The search for the causes of the fatal crash is perhaps also a banality - it doesn't bring the young man back to life. Perhaps the realisation is simple: cycling is simply incredibly dangerous - even for the best in their field. Even professionals like Mäder can fly off the bend. It often ends relatively lightly. This time it ended fatally.
It shook up the cycling scene because it became painfully clear how vulnerable people are in this sport - almost without protective equipment, without a crumple zone, at speeds familiar from motorsport. The pros are said to have hurtled towards the finish line in La Punt at around 100 kilometres per hour. In the end, Gino Mäder was one of us. A cyclist who loved what he did and took risks for it.
Deeply shaken, the peloton rolled on through Switzerland. "In the stages that followed, you could see that no rider took even the slightest risk," reported Tom Pidcock, who was not previously considered a professional cyclist who thought a lot about the risks of his sport. The Briton said at the start of the Tour de France that Mäder's accident had made him realise the danger of his actions, having raced to stage victory in Alpe d'Huez in 2022 with a breakneck descent from the Galibier Pass.
Of course, the route in Switzerland was also criticised: World champion Remco Evenepoel asked why the finish was not at the top of the Albula pass, but down in the valley after the dangerous descent. The Tour de Suisse has had a similar route for several decades. Nevertheless, the sport has changed, the power density has increased and the equipment is faster. The tyres are wider than they used to be, but they are still narrow - and there is no ABS on the bike.
The last traces that the professional cyclist Mäder visibly left behind are the skid marks in the gravel next to the tarmac of the pass road, which the officers of the Graubünden cantonal police marked for the accident investigation. Serious racing accidents have often had consequences in the history of cycling. For example, the death of the Kazakh Andrei Kivilev led to the delayed introduction of compulsory helmets in professional cycling - after years of discussions with sometimes nonsensical counter-arguments.

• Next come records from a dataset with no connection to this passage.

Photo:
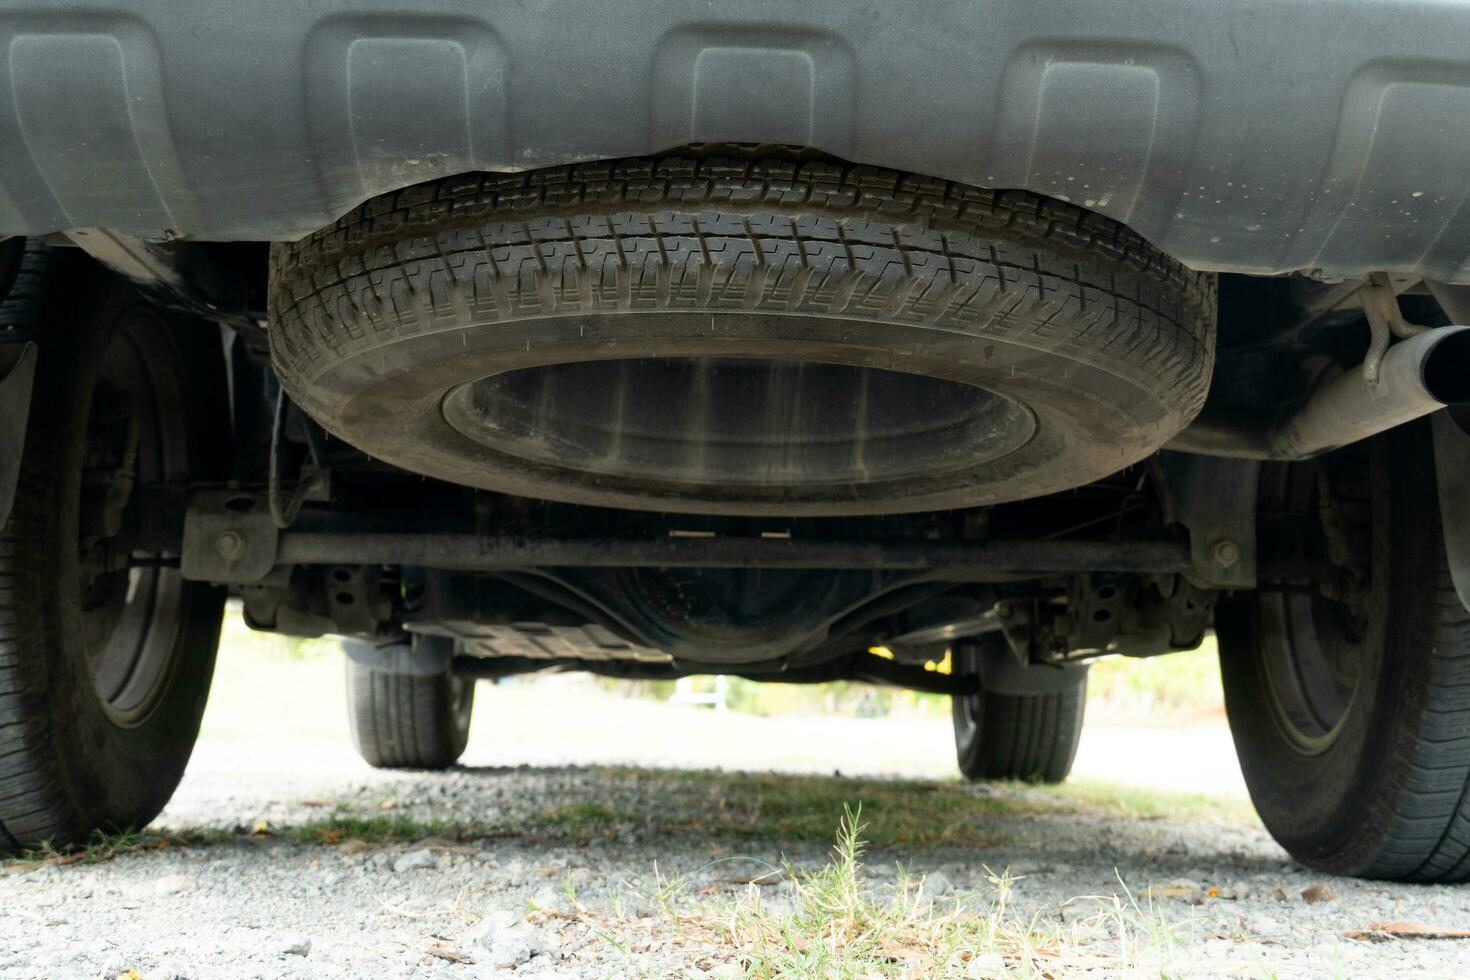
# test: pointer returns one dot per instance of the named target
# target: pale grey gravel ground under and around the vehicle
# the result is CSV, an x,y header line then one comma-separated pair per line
x,y
555,897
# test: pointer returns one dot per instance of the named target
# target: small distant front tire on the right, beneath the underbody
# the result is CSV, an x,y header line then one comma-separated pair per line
x,y
1011,737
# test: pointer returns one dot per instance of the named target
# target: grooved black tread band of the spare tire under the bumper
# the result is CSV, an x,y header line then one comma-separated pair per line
x,y
740,234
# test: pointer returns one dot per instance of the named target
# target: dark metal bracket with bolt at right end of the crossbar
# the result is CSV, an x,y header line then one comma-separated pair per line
x,y
1215,500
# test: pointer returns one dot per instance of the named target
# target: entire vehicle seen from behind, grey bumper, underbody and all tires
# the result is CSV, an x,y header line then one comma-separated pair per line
x,y
745,339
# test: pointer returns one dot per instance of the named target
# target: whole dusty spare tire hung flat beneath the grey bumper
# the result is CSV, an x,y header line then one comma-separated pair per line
x,y
739,337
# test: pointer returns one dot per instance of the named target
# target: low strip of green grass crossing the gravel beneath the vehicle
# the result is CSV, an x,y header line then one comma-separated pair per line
x,y
733,807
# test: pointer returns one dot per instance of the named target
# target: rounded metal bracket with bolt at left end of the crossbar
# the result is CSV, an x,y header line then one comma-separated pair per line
x,y
229,537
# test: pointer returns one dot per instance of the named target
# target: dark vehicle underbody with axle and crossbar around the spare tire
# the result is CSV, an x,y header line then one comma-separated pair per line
x,y
318,537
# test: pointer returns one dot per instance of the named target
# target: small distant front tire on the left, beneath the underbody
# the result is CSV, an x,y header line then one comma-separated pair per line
x,y
408,722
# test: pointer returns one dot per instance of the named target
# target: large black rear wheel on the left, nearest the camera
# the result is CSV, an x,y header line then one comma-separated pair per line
x,y
104,669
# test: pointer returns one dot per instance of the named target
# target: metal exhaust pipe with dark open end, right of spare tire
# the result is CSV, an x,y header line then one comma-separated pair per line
x,y
1416,377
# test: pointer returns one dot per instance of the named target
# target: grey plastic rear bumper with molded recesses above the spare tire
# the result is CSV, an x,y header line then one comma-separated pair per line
x,y
1255,136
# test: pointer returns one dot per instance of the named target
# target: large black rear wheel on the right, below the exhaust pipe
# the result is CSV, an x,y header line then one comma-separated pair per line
x,y
1352,713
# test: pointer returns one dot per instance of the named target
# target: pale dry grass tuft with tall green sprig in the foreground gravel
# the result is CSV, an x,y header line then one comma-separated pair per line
x,y
836,923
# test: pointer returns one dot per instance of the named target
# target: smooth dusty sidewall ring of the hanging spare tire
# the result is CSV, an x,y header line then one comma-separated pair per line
x,y
1090,421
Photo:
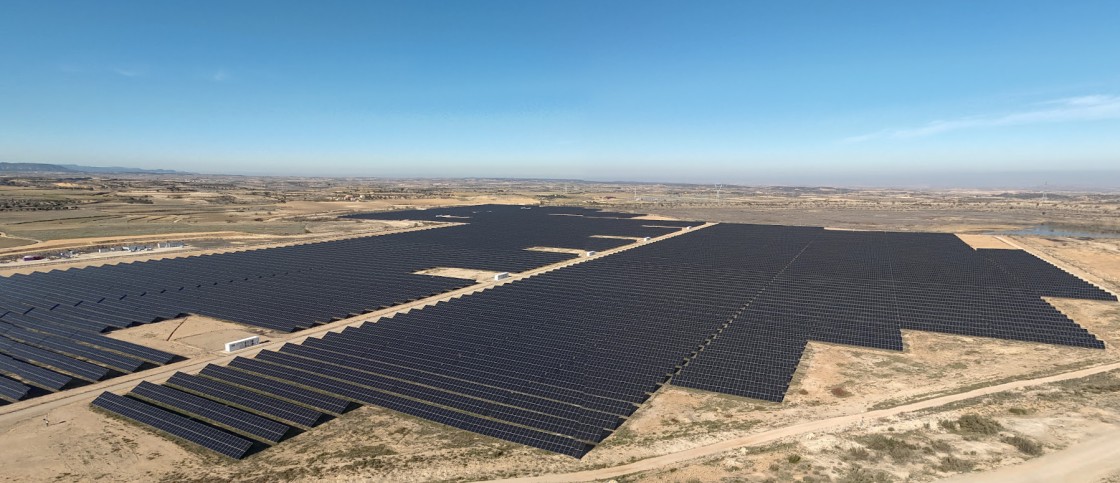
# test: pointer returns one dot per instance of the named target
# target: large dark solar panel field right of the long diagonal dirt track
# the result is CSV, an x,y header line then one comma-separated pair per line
x,y
561,360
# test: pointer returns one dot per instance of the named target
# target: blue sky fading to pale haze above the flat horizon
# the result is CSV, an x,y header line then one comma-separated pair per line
x,y
799,92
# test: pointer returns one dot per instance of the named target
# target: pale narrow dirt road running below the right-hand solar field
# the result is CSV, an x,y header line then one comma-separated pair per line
x,y
824,425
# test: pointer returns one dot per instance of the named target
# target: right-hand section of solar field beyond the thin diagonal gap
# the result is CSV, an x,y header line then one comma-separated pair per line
x,y
862,289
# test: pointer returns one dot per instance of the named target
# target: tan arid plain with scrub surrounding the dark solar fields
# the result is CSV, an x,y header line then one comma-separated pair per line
x,y
945,407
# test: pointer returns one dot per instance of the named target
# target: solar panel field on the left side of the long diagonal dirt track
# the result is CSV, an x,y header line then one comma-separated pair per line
x,y
51,323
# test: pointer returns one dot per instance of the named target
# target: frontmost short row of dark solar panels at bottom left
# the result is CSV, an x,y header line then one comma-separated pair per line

What remains of Gino Mäder is the memory of someone who always wanted to leave a message beyond cycling. Mäder was regarded as someone who was interested in more than just pedalling, watts and results in cycling. He was committed to social projects and climate protection.
But Gino Mäder's life and death actually represent the bitter realisation that dreams and nightmares go hand in hand in cycling. Dangers lurk everywhere: The material is fragile, the speeds are high, people make mistakes - not only in traffic, but also during daily training on public roads.

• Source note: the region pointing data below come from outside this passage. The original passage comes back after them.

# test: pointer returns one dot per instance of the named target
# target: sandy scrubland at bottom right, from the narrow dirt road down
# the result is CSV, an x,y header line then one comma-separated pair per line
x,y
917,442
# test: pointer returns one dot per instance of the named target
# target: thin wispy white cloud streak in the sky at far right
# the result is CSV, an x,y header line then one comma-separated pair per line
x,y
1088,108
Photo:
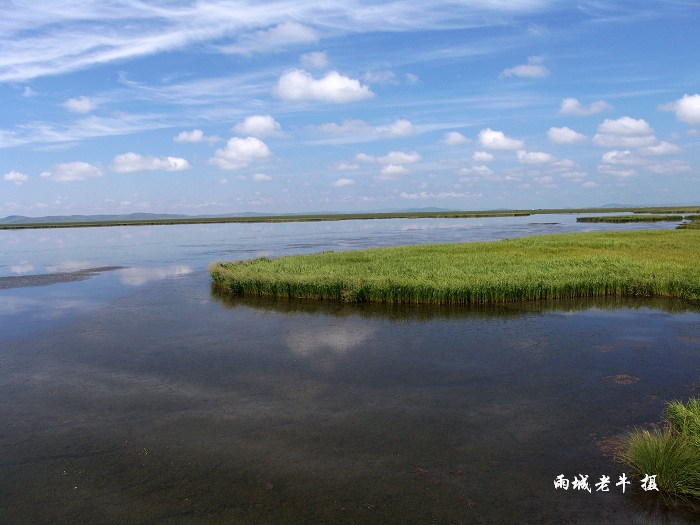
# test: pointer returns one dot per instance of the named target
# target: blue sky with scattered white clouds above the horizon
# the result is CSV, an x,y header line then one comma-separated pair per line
x,y
285,106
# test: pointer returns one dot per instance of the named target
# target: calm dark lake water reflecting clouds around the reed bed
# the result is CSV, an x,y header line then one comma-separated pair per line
x,y
137,395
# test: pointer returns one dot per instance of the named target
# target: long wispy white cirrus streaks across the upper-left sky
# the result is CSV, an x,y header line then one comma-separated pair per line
x,y
52,38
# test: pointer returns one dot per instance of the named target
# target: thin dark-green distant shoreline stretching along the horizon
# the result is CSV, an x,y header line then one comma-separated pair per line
x,y
343,217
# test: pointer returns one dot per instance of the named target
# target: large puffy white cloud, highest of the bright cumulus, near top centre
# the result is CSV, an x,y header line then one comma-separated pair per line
x,y
334,87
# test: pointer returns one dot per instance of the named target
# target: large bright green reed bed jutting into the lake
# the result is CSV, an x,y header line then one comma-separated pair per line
x,y
635,263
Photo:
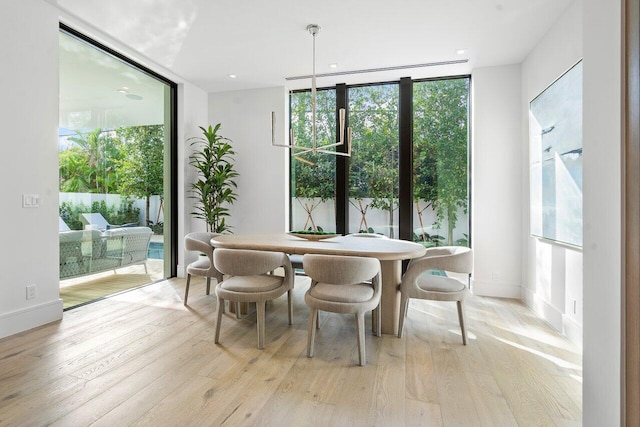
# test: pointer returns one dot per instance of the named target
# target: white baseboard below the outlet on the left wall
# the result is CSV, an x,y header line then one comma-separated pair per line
x,y
30,317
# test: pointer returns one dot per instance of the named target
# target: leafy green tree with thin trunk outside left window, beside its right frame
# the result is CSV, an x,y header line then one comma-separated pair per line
x,y
141,165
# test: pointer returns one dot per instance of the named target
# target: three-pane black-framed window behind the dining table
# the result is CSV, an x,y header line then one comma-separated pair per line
x,y
435,176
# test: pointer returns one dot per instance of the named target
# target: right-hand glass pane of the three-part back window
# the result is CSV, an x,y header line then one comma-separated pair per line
x,y
440,162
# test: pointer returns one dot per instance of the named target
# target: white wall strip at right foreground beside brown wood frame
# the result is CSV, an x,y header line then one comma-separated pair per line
x,y
602,213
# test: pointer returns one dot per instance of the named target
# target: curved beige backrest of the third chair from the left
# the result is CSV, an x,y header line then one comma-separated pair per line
x,y
340,270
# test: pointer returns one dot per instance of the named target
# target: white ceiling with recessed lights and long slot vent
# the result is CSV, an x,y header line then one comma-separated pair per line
x,y
262,42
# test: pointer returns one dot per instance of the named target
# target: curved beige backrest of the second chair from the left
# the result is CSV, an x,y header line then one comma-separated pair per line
x,y
243,262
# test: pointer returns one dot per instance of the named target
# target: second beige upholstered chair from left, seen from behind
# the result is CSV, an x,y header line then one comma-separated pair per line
x,y
249,281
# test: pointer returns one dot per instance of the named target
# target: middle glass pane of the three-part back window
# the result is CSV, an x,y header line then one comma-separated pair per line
x,y
373,173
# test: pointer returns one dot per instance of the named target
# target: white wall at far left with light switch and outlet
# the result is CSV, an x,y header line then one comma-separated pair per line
x,y
29,117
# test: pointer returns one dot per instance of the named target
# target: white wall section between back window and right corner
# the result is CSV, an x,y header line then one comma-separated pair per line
x,y
496,212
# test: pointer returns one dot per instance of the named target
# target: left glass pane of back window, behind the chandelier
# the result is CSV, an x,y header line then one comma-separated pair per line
x,y
313,175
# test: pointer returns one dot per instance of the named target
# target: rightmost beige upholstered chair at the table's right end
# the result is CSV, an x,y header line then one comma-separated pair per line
x,y
417,282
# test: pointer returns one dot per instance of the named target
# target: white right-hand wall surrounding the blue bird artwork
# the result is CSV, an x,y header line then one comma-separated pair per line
x,y
553,273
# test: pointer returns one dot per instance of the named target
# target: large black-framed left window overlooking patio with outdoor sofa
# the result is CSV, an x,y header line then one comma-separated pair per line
x,y
116,145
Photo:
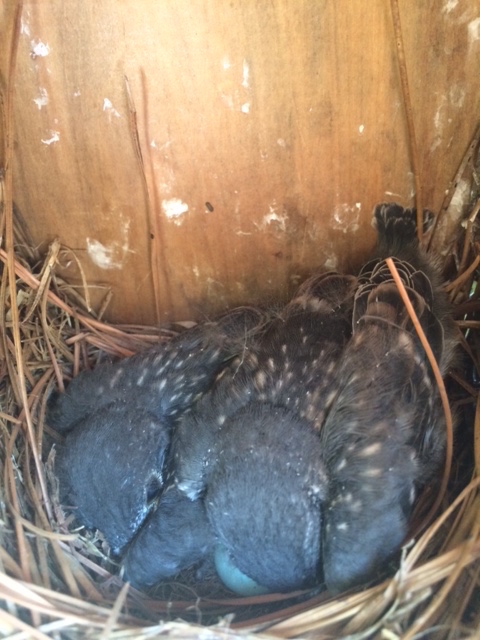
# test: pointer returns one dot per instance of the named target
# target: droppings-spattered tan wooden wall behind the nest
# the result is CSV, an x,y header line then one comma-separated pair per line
x,y
267,132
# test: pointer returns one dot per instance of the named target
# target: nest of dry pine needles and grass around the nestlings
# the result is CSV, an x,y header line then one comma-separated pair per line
x,y
59,583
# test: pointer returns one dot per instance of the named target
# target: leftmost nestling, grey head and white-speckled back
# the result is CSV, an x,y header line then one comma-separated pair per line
x,y
118,421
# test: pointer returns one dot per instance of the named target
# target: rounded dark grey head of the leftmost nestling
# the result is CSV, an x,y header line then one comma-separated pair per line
x,y
110,469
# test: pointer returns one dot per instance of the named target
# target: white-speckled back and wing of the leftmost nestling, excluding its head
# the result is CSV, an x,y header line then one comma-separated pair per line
x,y
165,378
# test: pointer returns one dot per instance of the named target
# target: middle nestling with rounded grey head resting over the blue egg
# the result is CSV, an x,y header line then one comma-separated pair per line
x,y
250,455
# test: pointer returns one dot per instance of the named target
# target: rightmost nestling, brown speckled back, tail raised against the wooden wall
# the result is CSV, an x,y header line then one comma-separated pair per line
x,y
384,437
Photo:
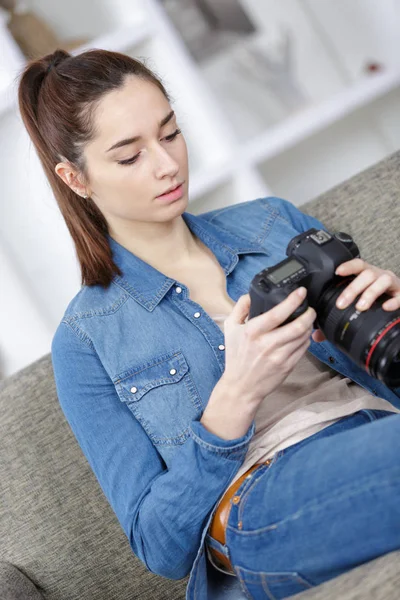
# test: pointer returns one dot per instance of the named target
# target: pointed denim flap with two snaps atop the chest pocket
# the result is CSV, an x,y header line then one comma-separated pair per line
x,y
164,369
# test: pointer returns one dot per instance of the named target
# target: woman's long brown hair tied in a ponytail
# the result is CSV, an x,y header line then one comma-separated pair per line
x,y
57,95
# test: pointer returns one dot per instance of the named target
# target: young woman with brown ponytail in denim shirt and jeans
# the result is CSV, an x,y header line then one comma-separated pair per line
x,y
227,451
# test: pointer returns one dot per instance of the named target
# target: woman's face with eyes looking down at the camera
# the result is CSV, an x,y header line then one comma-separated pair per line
x,y
155,162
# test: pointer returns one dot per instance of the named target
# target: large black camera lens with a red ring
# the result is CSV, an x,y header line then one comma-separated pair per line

Mäder did not make it to his first participation in the Tour de France. But somehow he was still there at the most important cycling race in the world: there were intense discussions about additional safety measures on the descents of the Alpine stages - including safety measures that were previously only known from skiing and were previously considered absurd.
Perhaps it is Gino Mäder's legacy that he made the cycling world aware of the dangers of this discipline in a frightening way. Perhaps he now sits next to the cycling god, if there is one, and looks on as people think about more safety in cycling in his name, as each individual cyclist weighs up the risks even more than before and reduces the danger to his own life and that of others. Perhaps Gino Mäder would say that this is a very naive and childish idea. But perhaps that is precisely why he would like it.
The professional cyclist from Zurich was considered a great talent on the tour. When his compatriot Marc Hirschi became U23 world champion in Innsbruck in 2018, Gino Mäder finished fourth. He had previously won two stages of the Tour de France for young riders and finished third overall behind Tadej Pogacar and Thymen Arensman.
Stage wins at the Giro d'Italia and fifth place at the Tour of Spain were strong tests of talent in 2021 - but Mäder was also repeatedly thwarted at his stations at Dimension Data/NTT and Bahrain-Victorious - by corona, by his own doubts. On the fifth stage of the Tour de Suisse, he was at the front on the final descent when he crashed off the Albula road at high speed and later succumbed to his injuries. Gino Mäder was 26 years old.